A 22-year-old woman was admitted to our hospital with a history of intermittent colicky right hypochondrial pain not relieved by any medications for the past 3 months. Initially, she was given proton pump inhibitors, but her pain was not relieved. Further evaluation was done, and preoperative imaging showed a cyst in the second part of the duodenum. Magnetic resonance imaging revealed it as a choledochocele, but duodenal duplication cyst was kept in the differential diagnosis. Further ultrasound identified it to be a duplication cyst. After failed endotreatment, the patient was successfully managed with partial excision and marsupialization.
Duodenal duplication cyst is uncommon and rarely diagnosed in adults.
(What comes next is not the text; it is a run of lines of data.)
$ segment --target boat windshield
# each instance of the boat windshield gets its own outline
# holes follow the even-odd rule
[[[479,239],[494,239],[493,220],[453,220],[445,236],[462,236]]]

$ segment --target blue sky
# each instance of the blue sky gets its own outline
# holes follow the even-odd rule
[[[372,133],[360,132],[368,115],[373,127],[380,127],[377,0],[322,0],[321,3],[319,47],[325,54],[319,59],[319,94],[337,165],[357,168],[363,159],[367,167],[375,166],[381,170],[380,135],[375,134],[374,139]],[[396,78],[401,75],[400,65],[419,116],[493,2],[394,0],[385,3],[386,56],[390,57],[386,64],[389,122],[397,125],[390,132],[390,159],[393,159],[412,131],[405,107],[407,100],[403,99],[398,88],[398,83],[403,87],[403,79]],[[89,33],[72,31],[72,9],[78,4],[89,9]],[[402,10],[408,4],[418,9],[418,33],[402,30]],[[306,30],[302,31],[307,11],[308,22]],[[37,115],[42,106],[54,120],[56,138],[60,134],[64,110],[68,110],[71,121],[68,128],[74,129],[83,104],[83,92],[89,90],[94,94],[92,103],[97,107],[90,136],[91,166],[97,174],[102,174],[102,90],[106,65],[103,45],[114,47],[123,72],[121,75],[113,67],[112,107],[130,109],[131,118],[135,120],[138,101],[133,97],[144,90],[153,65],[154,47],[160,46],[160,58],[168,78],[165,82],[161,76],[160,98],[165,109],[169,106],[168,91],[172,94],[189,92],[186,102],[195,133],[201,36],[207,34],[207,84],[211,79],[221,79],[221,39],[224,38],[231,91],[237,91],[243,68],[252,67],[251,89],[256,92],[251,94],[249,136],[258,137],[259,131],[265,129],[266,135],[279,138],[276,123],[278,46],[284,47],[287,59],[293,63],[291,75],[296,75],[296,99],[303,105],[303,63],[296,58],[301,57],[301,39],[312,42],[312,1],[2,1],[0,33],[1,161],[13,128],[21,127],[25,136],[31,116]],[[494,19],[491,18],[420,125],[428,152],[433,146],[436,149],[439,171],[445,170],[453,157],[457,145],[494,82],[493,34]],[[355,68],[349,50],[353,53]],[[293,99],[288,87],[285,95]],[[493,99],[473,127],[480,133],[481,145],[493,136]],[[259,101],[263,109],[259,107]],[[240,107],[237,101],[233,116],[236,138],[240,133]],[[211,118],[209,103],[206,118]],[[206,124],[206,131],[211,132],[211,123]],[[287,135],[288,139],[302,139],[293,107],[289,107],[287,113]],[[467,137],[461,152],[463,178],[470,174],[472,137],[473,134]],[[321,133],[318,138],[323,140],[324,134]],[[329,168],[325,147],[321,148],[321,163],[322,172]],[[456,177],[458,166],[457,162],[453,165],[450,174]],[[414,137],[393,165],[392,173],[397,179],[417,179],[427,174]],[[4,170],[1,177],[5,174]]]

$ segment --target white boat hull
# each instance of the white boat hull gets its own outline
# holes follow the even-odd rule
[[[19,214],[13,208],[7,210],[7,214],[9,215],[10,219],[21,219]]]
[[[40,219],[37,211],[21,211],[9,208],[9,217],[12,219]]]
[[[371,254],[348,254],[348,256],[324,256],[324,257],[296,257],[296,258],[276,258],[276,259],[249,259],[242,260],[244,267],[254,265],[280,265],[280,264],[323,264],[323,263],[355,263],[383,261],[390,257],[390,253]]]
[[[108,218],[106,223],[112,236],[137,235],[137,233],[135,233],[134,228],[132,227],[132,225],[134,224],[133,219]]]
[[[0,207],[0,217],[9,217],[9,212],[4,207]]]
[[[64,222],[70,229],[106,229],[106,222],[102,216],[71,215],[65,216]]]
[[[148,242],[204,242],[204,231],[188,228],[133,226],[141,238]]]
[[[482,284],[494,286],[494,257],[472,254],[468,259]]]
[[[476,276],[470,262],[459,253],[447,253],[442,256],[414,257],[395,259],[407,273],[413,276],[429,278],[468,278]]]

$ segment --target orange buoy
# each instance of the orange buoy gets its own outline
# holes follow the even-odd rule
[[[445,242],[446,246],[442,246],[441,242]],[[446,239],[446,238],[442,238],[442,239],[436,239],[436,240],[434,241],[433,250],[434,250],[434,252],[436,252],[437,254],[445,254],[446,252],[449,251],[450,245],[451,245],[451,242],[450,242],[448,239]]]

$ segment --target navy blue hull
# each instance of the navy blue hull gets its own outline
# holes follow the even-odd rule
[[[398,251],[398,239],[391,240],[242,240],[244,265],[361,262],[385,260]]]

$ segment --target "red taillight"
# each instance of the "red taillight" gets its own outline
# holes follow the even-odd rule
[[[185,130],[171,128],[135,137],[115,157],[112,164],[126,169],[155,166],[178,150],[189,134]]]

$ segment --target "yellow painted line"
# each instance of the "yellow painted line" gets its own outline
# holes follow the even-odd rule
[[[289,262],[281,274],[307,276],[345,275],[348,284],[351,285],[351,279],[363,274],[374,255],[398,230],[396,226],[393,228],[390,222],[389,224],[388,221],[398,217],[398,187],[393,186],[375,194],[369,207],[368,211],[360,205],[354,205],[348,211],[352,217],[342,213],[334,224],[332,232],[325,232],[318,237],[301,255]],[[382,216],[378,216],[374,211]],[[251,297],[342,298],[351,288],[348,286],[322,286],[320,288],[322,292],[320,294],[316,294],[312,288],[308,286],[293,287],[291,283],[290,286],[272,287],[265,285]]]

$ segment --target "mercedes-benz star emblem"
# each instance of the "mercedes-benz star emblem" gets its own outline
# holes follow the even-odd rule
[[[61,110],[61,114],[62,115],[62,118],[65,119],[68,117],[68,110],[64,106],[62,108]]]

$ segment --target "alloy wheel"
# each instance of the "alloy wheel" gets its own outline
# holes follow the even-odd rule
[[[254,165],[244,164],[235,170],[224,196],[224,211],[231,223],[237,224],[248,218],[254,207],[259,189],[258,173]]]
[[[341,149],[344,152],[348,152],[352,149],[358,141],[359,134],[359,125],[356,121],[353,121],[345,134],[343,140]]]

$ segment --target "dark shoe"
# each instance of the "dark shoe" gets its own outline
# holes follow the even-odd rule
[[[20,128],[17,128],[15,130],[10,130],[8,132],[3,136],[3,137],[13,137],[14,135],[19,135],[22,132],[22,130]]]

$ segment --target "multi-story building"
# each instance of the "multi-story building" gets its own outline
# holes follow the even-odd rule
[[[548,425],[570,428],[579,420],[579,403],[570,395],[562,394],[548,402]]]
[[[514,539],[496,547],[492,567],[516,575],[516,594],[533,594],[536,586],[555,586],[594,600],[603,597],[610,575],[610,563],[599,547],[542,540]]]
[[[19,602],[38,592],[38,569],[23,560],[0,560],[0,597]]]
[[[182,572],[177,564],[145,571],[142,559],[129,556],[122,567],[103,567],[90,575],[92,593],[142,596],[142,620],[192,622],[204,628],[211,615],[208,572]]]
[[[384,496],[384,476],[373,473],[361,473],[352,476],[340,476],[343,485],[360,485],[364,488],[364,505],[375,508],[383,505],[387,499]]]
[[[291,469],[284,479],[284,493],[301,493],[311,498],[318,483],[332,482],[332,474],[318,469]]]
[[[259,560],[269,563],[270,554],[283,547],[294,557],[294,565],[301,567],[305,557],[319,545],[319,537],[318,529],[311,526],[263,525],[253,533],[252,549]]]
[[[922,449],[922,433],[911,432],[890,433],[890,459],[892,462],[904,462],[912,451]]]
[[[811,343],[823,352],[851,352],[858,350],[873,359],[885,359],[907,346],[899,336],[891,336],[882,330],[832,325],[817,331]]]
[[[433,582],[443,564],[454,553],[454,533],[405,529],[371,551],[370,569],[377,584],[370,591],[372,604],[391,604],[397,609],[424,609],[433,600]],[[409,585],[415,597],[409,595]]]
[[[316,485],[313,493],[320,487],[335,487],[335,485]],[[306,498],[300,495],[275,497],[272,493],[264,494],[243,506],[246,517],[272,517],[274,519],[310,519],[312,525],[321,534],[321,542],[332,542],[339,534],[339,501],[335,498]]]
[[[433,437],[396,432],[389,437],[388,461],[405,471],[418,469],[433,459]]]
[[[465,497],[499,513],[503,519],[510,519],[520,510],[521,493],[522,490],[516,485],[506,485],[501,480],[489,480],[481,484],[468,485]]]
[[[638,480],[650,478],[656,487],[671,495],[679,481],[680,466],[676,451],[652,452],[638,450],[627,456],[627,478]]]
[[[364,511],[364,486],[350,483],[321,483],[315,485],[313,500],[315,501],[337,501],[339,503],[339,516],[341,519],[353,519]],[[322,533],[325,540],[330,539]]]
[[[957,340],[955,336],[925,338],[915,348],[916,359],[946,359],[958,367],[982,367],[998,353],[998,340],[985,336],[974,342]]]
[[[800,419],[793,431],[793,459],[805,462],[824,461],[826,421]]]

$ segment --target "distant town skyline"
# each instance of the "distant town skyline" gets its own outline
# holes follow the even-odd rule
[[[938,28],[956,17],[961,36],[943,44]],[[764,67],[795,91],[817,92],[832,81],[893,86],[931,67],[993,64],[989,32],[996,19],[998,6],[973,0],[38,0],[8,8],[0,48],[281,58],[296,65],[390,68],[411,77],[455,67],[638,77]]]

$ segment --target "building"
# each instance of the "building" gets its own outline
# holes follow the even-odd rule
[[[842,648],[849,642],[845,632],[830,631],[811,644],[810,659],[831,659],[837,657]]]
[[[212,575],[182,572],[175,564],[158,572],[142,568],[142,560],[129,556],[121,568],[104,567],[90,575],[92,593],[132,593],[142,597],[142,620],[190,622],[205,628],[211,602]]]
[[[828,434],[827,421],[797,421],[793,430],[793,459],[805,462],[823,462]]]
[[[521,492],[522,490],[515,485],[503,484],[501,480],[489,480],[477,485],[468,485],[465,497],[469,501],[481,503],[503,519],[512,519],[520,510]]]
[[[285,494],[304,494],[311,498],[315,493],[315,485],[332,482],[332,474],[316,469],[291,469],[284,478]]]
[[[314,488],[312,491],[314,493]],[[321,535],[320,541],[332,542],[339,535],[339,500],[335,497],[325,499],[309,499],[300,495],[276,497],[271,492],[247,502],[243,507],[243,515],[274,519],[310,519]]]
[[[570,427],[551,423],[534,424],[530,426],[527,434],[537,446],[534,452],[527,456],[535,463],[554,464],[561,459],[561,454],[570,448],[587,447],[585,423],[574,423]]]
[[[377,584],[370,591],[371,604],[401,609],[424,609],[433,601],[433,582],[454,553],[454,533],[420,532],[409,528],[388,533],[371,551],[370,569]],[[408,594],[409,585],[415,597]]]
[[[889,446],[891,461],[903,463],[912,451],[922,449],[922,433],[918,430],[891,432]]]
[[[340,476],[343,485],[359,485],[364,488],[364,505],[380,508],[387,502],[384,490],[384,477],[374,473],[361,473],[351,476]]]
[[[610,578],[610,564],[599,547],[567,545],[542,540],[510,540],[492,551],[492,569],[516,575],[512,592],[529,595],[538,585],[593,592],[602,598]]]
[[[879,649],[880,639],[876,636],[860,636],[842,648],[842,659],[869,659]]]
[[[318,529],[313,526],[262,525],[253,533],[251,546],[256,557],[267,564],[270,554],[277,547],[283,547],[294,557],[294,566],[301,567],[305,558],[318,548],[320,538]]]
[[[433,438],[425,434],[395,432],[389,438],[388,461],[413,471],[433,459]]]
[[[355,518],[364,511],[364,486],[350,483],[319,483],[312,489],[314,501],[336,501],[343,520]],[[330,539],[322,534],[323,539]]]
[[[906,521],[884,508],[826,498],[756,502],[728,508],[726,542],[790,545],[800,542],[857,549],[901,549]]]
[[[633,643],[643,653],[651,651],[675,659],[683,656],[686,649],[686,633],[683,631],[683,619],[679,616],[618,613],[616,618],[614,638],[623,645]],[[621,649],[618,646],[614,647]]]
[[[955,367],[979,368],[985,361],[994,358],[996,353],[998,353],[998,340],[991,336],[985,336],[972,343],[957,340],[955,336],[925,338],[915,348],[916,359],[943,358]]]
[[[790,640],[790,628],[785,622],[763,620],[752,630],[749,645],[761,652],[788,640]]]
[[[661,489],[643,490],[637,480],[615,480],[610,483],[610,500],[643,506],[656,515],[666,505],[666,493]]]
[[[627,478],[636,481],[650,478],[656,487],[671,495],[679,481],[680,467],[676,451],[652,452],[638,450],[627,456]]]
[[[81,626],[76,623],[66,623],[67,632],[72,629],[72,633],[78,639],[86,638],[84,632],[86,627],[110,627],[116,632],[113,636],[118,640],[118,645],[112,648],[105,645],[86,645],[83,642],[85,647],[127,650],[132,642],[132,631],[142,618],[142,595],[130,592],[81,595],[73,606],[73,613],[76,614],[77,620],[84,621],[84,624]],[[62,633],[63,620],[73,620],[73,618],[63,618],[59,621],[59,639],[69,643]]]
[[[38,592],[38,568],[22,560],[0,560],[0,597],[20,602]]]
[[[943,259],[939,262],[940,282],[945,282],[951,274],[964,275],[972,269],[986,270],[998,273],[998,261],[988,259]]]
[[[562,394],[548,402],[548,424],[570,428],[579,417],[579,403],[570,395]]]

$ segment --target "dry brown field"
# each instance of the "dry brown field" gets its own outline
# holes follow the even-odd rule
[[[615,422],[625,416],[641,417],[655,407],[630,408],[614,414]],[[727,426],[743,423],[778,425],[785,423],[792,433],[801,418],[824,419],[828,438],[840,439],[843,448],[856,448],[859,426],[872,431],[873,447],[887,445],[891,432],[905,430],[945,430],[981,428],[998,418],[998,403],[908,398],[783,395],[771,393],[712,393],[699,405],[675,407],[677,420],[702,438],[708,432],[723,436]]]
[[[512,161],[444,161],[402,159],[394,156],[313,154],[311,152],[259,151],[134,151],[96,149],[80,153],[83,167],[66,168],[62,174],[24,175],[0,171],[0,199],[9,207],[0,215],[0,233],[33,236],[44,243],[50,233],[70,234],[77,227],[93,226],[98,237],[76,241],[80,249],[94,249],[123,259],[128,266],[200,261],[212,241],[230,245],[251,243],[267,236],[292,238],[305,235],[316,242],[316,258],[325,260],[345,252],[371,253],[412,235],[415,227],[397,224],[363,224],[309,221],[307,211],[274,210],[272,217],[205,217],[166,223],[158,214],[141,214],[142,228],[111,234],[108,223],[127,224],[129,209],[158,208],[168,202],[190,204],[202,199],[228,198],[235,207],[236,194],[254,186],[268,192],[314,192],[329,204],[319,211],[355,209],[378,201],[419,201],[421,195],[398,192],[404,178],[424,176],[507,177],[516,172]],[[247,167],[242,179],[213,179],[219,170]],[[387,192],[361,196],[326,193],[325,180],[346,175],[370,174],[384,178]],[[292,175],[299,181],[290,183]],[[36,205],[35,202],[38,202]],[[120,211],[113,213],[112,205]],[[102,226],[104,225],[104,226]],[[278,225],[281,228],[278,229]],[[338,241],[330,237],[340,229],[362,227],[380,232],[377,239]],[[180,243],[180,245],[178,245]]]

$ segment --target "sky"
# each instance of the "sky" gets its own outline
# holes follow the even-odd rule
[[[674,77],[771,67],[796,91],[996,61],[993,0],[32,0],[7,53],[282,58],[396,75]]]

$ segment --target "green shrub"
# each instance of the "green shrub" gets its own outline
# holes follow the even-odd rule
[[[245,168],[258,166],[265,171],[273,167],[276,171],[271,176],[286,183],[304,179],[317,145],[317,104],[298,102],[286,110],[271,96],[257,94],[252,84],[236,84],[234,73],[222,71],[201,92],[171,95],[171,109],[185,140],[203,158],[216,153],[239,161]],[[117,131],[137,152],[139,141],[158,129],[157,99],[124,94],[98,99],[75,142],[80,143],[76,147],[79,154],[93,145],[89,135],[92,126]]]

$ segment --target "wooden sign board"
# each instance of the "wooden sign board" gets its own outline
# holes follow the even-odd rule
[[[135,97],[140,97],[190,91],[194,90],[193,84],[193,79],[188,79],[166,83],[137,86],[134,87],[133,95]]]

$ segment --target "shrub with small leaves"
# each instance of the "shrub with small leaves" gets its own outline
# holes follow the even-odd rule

Duplications in the duodenum should always be a part of the differential diagnosis, especially in cystic lesions. Ultrasonogram of the cyst might lead to the proper diagnosis. Surgery is the treatment of choice if endotherapy is not successful.
Alimentary tract duplications are a rare congenital anomaly that can occur anywhere from the oropharynx to the anus. Duplication cyst is a spherical or tube-shaped structure lined by luminal epithelial cells. Duodenal duplications account for about 6% of alimentary tract duplications. Prevalence of duplications is about 1 in 100,000 live births. Duplication cyst in the duodenum often was mistaken as choledochocele, which was the initial diagnosis in our patient. Further workup with a multidisciplinary team led to the correct diagnosis and management.
A 22-year-old woman was admitted to our hospital with a history of intermittent colicky right hypochondrial pain not relieved by any medications for the past 3 months. Initially, she was given proton pump inhibitors, but her pain was not relieved. She had no other symptoms. Her past medical and family histories were not significant. The result of her clinical examination was normal. Upper gastrointestinal (GI) endoscopy showed globular swelling at the medial wall of D2 (Fig. 1). The ampulla was situated at the summit of swelling.
Computed tomography (CT) with oral contrast agent showed dilation of the intramural part of the common bile duct (CBD). A cyst of size 2.4 × 2.3 cm was noted in the second part of the duodenum (Fig. 2). On the basis of the above findings, it was reported as type 3 choledochal cyst. The patient was further investigated with magnetic resonance imaging, which showed dilation of the intramural part of the distal CBD. A 2.4 × 2.3 cm cyst was noted in the ampullary region, again consistent with a type 3 choledochal cyst (Fig. 3). Then the patient was planned for endotherapy, but owing to difficulty, it could not be negotiated into the ampulla. Finally, the patient was referred to the surgical gastroenterology department for operative management. After multidisciplinary team discussion, an abdominal ultrasonogram (USG) was done, which showed a clear thick wall cyst measuring 4.6 × 2.6 cm between the second part of the duodenum and the head of the pancreas with gut signature (Fig. 4). Opening of the CBD into the duodenum was seen just distal to the cystic lesion. There was active peristalsis noted all around the cyst, suggestive of duodenal duplication cyst.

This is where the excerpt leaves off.